Heterozygosity and nucleotide diversity values both indicated that the Hokkaido brown bears are higher in genetic diversity than the endangered brown bears in Europe, although the Hokkaido population has long been isolated from populations in continental Eurasia. This result is incongruent with previous studies based on major histocompatibility complex class-II DQA genes (Goda et al. 2009), DNA fingerprinting (Tsuruga et al. 1994), and protein polymorphism (Tsuruga et al. 1996), in which the Hokkaido brown bears showed lower genetic diversity than other mammals. We conclude that the diversity of the whole genome has been maintained at a higher level than that of only coding regions as shown in the previous studies, as has also been reported for macaques (Osada et al. 2015). Previous studies have shown that the genetic diversity of the whole genome declines in cases of 1) long-term population decline and inbreeding (Xue et al. 2015; Benazzo et al. 2017), and 2) strong recent inbreeding (Prufer et al. 2014; Benazzo et al. 2017). Although the Hokkaido bears have experienced a population decline since the Last Glacial Period (70,000–10,000 years ago; fig. 6), our results indicated no events leading to a decline of genetic diversity in the whole genome.

Demography of Brown Bears

Matsuhashi et al. (1999) and Hirata et al. (2013) showed that three mtDNA lineages are distributed allopatrically in southern, central, and eastern Hokkaido. Our study also showed the same three lineages and the corresponding allopatric distributions. Most previous mtDNA analyses found that clade 3a included only two clades, the East European and Alaskan lineage (clade 3a1) and the central Hokkaido lineage (clade 3a2; Hirata et al. 2013; Tumendemberel et al. 2019). However, an APLP analysis by Hirata et al. (2014) detected another haplotype from western Iran and the Caucasus (eastern 2) in clade 3a that was distinct from clades 3a1 and 3a2. Consistent with this result, the haplotype from Georgia was included in clade 3a but not in clade 3a1.
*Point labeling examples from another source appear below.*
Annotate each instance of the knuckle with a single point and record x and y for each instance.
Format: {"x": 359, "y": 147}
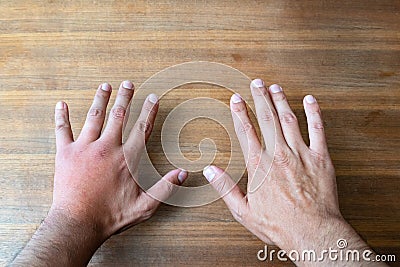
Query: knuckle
{"x": 279, "y": 96}
{"x": 101, "y": 95}
{"x": 95, "y": 112}
{"x": 317, "y": 126}
{"x": 267, "y": 116}
{"x": 126, "y": 93}
{"x": 149, "y": 109}
{"x": 288, "y": 118}
{"x": 220, "y": 185}
{"x": 118, "y": 112}
{"x": 245, "y": 128}
{"x": 254, "y": 160}
{"x": 281, "y": 157}
{"x": 61, "y": 125}
{"x": 144, "y": 126}
{"x": 238, "y": 107}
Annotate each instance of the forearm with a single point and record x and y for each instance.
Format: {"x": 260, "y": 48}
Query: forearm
{"x": 335, "y": 244}
{"x": 60, "y": 240}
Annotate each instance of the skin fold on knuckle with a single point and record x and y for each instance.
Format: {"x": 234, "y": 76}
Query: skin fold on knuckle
{"x": 245, "y": 128}
{"x": 288, "y": 118}
{"x": 317, "y": 126}
{"x": 118, "y": 113}
{"x": 95, "y": 112}
{"x": 281, "y": 158}
{"x": 279, "y": 97}
{"x": 61, "y": 122}
{"x": 267, "y": 116}
{"x": 144, "y": 127}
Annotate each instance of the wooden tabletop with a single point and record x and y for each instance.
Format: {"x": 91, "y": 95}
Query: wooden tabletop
{"x": 346, "y": 53}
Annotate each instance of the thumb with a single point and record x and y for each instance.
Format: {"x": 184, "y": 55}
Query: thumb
{"x": 230, "y": 192}
{"x": 166, "y": 187}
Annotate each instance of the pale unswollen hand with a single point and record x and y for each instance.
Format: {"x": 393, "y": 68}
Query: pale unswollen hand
{"x": 296, "y": 205}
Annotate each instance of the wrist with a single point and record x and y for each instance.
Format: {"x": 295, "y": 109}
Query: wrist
{"x": 79, "y": 239}
{"x": 60, "y": 240}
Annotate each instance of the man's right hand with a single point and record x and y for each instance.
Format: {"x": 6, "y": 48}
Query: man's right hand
{"x": 296, "y": 205}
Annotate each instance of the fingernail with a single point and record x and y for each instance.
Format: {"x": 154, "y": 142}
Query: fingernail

Our PCA and the genetic cluster analyses revealed apparent genetic differentiation among Hokkaido, European, and North American bears, with the Hokkaido individuals separate from both the European and North American groups. The first principal component of PCA, the clustering of ADMIXTURE at K = 2, and Fst values all suggest that the nuclear genome of brown bears on Hokkaido differs from that in the continental populations. Analyses by Hirata et al. (2013) based on the whole mitogenome indicated that clade 3a2 in central Hokkaido was the last of the three lineages (clades 4, southern; 3b, eastern; 3a2, central) to migrate to Hokkaido, and that clade 3a1 (the sister group to clade 3a2) spread widely from eastern Europe to Alaska via the Bering region after that. The fossil record is congruent with this result because no fossil record of clade 3a brown bears has been confirmed prior to 10 ka in North America (Leonard et al. 2000; Barnes et al. 2002), which could be later than the isolation of Hokkaido Island from the Eurasian Continent (Ohshima 1990).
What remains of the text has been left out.